There may be times when you want particular RSS feeds to not be loaded in your feed reader. Reasons may include:
- You don’t want to be distracted by news of a particular site during working hours.
- URLs of particular feeds shouldn’t show up in a customer’s logs.
- You are obliged to use a caching proxy, and the feed can’t be loaded through that proxy.
Whichever reason is applies, the solution is quite simple to implement and allows great flexibility. (Most feed readers can be configured to load feeds at a particular interval, or to ignore the feed, but this is too much fiddling and cannot usually be controlled centrally.)

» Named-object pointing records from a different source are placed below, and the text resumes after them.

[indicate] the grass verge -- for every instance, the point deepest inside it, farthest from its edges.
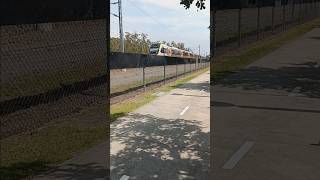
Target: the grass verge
(235, 61)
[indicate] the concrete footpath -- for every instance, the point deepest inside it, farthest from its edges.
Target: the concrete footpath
(166, 139)
(267, 117)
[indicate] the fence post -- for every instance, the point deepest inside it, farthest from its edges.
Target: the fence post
(213, 38)
(176, 68)
(164, 72)
(292, 15)
(300, 9)
(144, 75)
(239, 27)
(284, 17)
(272, 20)
(185, 67)
(258, 24)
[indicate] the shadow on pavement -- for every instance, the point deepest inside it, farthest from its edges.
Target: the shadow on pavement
(224, 104)
(299, 78)
(76, 171)
(157, 148)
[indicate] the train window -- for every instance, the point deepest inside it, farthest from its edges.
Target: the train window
(155, 46)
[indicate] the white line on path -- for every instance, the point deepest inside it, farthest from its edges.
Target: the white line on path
(235, 158)
(184, 110)
(124, 177)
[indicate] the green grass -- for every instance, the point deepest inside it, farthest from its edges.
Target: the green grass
(235, 61)
(146, 97)
(26, 155)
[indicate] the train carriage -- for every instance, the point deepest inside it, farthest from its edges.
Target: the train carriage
(161, 49)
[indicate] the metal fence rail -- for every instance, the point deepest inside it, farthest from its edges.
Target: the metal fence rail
(132, 71)
(235, 27)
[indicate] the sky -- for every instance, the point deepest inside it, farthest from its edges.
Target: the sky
(164, 20)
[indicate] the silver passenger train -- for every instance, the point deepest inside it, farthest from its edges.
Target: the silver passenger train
(161, 49)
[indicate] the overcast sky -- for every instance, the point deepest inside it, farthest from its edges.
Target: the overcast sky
(165, 20)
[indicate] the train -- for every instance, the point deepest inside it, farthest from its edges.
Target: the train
(162, 49)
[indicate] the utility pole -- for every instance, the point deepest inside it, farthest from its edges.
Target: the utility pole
(120, 26)
(119, 16)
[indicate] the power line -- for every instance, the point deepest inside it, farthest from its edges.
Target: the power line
(144, 12)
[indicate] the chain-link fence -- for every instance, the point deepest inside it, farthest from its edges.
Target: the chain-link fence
(235, 27)
(46, 69)
(132, 71)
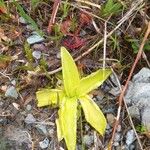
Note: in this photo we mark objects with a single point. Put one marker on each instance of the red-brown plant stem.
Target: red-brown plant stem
(139, 54)
(53, 17)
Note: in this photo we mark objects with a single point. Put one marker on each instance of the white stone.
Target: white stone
(146, 118)
(30, 119)
(44, 144)
(36, 54)
(130, 137)
(11, 92)
(35, 38)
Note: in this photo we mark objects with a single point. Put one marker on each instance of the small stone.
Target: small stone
(42, 128)
(58, 55)
(117, 137)
(132, 147)
(1, 103)
(13, 82)
(119, 128)
(17, 106)
(134, 112)
(130, 137)
(11, 92)
(36, 54)
(88, 140)
(30, 27)
(35, 38)
(44, 144)
(116, 144)
(22, 20)
(143, 76)
(51, 132)
(146, 118)
(30, 119)
(110, 119)
(40, 47)
(28, 107)
(115, 91)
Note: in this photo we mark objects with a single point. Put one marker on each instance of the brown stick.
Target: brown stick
(127, 82)
(53, 17)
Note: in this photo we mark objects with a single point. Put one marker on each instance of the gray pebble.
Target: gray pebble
(117, 137)
(11, 92)
(130, 137)
(28, 107)
(116, 144)
(146, 118)
(42, 128)
(36, 54)
(44, 144)
(134, 112)
(35, 38)
(22, 20)
(30, 119)
(88, 140)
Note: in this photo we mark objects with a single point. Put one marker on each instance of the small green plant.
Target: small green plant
(135, 44)
(23, 14)
(110, 8)
(74, 94)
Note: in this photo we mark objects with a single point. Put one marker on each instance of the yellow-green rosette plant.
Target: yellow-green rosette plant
(74, 92)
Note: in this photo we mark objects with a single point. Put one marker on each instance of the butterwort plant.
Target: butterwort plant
(70, 95)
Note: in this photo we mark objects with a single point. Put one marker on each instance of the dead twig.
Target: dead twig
(126, 84)
(53, 17)
(129, 116)
(126, 17)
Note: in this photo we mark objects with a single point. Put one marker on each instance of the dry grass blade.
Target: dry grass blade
(125, 18)
(89, 3)
(127, 82)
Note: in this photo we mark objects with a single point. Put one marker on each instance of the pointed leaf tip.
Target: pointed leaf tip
(70, 72)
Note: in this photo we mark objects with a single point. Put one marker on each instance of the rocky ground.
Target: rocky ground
(29, 62)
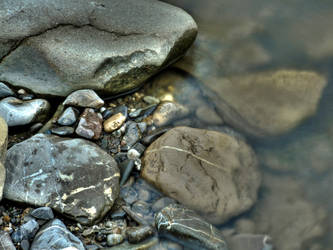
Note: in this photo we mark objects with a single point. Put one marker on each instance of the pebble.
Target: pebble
(114, 122)
(63, 131)
(138, 234)
(114, 239)
(85, 98)
(5, 91)
(43, 213)
(90, 124)
(17, 112)
(68, 117)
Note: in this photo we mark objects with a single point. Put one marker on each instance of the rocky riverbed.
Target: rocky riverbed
(109, 141)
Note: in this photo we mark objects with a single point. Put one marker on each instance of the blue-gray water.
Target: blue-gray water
(239, 37)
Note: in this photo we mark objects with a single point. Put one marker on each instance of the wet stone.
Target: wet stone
(91, 171)
(55, 235)
(90, 124)
(190, 229)
(138, 234)
(43, 213)
(5, 91)
(85, 98)
(17, 112)
(5, 241)
(168, 112)
(68, 117)
(62, 131)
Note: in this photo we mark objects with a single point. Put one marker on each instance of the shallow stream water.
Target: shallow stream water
(237, 37)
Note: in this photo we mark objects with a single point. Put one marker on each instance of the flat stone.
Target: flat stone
(55, 235)
(85, 98)
(68, 117)
(17, 112)
(213, 173)
(189, 228)
(267, 103)
(109, 46)
(5, 91)
(90, 124)
(82, 179)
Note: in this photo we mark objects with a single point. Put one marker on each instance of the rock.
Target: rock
(138, 234)
(63, 131)
(76, 171)
(187, 163)
(5, 91)
(268, 103)
(85, 98)
(68, 117)
(6, 242)
(54, 235)
(43, 213)
(114, 239)
(114, 122)
(90, 124)
(293, 222)
(167, 112)
(17, 112)
(109, 46)
(189, 228)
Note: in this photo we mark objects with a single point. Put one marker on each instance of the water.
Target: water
(237, 37)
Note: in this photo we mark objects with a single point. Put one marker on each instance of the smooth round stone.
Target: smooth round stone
(68, 117)
(17, 112)
(85, 98)
(5, 91)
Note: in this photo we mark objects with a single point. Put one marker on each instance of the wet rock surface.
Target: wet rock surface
(187, 163)
(55, 235)
(17, 112)
(75, 169)
(125, 42)
(189, 228)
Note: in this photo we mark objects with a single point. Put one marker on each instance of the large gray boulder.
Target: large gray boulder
(73, 176)
(109, 46)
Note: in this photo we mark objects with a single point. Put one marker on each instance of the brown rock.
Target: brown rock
(90, 124)
(114, 122)
(210, 172)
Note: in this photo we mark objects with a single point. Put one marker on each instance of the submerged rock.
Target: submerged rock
(269, 103)
(55, 235)
(210, 172)
(110, 46)
(189, 228)
(17, 112)
(82, 180)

You’ll need a Web server on your local machine (e.g. Apache) and a dynamic
language (e.g. PHP). I’ve tested this on Mac OS X which has both. Ensure your
local Web server is running and copy the following PHP script to a suitable
location, making note of the URL of the script (e.g.
http://localhost/~user/get.php
). It is probably a good idea to protect
access to the script with a .htaccess
file, to ensure that only your local
machine can access this.
Here is the short script. The long part is a beautiful Curl function which I copied from here because I was too lazy to write my own. :-)
<?php
$url = $_GET['url'];
if (!isset($url)) {
die("URL missing");
}
# Determine if it is OK to load this feed.
# See text.
$loadfeed = false;
if ($loadfeed == false) {
header("HTTP/1.0 404 Not Found");
print "Not just now, Josephine.";
exit;
}
$result = get_web_page($url);
if ( $result['errno'] != 0 ) {
header("HTTP/1.0 404 Not Found");
exit;
}
if ( $result['http_code'] != 200 ) {
header("HTTP/1.0 " . $result['http_code'] . " Problem");
exit;
}
$page = $result['content'];
header("Content-type: " . $result['content_type']);
print $page;
exit;
/**
* Get a web file (HTML, XHTML, XML, image, etc.) from a URL. Return an
* array containing the HTTP server response header fields and content.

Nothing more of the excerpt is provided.